Mais le pauvre gamin faisait peu de cas de cet honneur. Jouer avec des camarades auxquels il fallait dire « monsieur » et « mademoiselle » lui semblait une corvée bien plus qu’un plaisir.

D’ailleurs, l’expérience prouva bientôt qu’ils avaient souhaité sa compagnie non pour en faire un commensal sans conditions, mais bien pour le traiter en esclave, le martyriser.

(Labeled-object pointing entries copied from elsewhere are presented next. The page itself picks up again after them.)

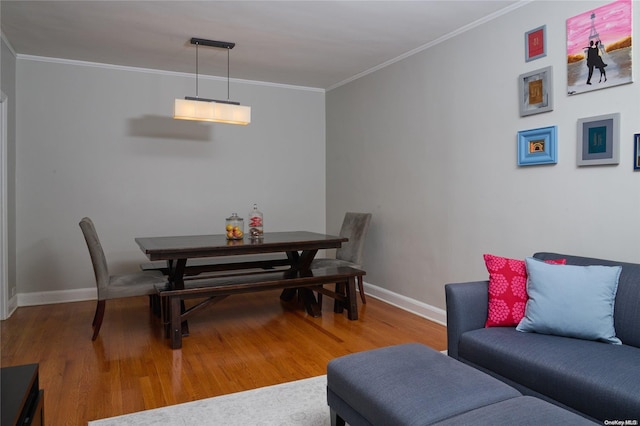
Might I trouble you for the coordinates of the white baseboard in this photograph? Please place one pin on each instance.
(59, 296)
(403, 302)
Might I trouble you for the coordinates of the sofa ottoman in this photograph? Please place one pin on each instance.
(412, 384)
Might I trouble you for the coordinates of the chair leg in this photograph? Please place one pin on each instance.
(361, 289)
(97, 318)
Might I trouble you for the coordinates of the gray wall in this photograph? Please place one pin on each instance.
(8, 87)
(100, 141)
(428, 145)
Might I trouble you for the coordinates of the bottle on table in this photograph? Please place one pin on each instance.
(256, 230)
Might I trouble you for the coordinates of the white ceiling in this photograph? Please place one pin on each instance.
(318, 44)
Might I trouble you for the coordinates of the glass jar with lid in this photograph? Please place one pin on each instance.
(234, 227)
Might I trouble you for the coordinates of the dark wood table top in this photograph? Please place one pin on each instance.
(192, 246)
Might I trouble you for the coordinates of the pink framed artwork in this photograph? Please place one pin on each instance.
(535, 43)
(599, 48)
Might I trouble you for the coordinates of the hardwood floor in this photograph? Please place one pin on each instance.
(246, 341)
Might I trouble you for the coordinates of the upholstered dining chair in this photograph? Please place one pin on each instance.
(355, 227)
(114, 286)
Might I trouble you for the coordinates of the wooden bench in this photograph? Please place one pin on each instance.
(213, 290)
(198, 266)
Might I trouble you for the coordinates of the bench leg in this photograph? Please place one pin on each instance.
(338, 306)
(336, 420)
(175, 323)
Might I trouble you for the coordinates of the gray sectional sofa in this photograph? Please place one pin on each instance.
(600, 381)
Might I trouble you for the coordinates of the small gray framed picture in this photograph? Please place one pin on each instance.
(536, 91)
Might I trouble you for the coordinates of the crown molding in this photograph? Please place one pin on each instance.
(162, 72)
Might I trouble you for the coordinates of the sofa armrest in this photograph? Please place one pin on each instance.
(467, 306)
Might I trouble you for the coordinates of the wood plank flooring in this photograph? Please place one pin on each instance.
(244, 342)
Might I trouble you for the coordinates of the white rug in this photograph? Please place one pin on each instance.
(299, 403)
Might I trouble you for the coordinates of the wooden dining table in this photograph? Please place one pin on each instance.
(300, 248)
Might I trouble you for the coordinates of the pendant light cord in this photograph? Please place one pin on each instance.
(197, 69)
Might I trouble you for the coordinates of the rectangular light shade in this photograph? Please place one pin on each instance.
(218, 112)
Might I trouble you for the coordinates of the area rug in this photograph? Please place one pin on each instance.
(299, 403)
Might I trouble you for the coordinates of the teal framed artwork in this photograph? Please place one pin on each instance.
(599, 140)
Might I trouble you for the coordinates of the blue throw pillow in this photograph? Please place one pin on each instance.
(571, 301)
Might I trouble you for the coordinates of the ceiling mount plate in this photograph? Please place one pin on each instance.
(212, 43)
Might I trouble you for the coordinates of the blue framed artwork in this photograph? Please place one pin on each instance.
(538, 146)
(599, 140)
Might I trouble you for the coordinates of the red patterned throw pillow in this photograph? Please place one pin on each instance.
(507, 290)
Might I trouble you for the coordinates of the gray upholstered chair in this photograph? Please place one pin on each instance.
(355, 227)
(114, 286)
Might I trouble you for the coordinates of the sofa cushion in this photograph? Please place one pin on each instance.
(627, 304)
(572, 301)
(507, 290)
(598, 379)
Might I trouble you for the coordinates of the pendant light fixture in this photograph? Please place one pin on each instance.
(218, 111)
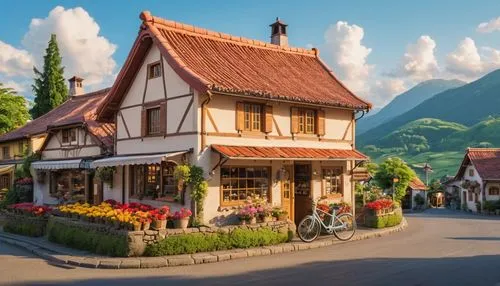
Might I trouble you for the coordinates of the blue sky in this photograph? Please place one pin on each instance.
(441, 38)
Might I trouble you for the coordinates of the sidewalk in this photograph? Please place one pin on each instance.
(63, 255)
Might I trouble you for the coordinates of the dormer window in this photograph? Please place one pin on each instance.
(69, 136)
(154, 70)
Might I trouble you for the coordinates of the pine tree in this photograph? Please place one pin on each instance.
(50, 86)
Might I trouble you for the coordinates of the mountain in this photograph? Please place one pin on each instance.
(467, 105)
(405, 102)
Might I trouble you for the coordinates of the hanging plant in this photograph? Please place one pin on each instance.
(106, 174)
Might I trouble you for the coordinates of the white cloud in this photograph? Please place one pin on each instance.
(15, 62)
(419, 62)
(384, 90)
(469, 62)
(344, 44)
(465, 59)
(489, 27)
(85, 53)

Ils l’emmenèrent un jour dans le parc du château où M. Lavallée venait de faire édifier une balançoire à leur intention. Il dut les pousser l’un après l’autre, plus ou moins vite, selon leurs indications, et aussi longtemps qu’ils en eurent la fantaisie. Puis les deux tyranneaux le firent s’asseoir à son tour sur la planchette et le poussèrent tout de travers et violemment, riant bien fort parce qu’il avait peur. Cela l’effrayait, en effet, de voir qu’il s’en fallait de peu qu’il n’aille heurter les poteaux ; et la tête lui tournait ; il croyait voir en dessous le sol s’ouvrir. Mais plus il leur criait de cesser, d’une voix suppliante, plus Ludovic et Mathilde poussaient vite et mal. Quand Charles put descendre, il était pâle comme un linge, il chancelait, tremblait, et il fut obligé de s’asseoir sur le gazon pour ne pas tomber.

— Ah ! ce qu’il est poltron tout de même, firent les petits bourgeois, enchantés.

Ils croquaient des bonbons. Ludovic, qui avait bon cœur parfois, en offrit à Charles.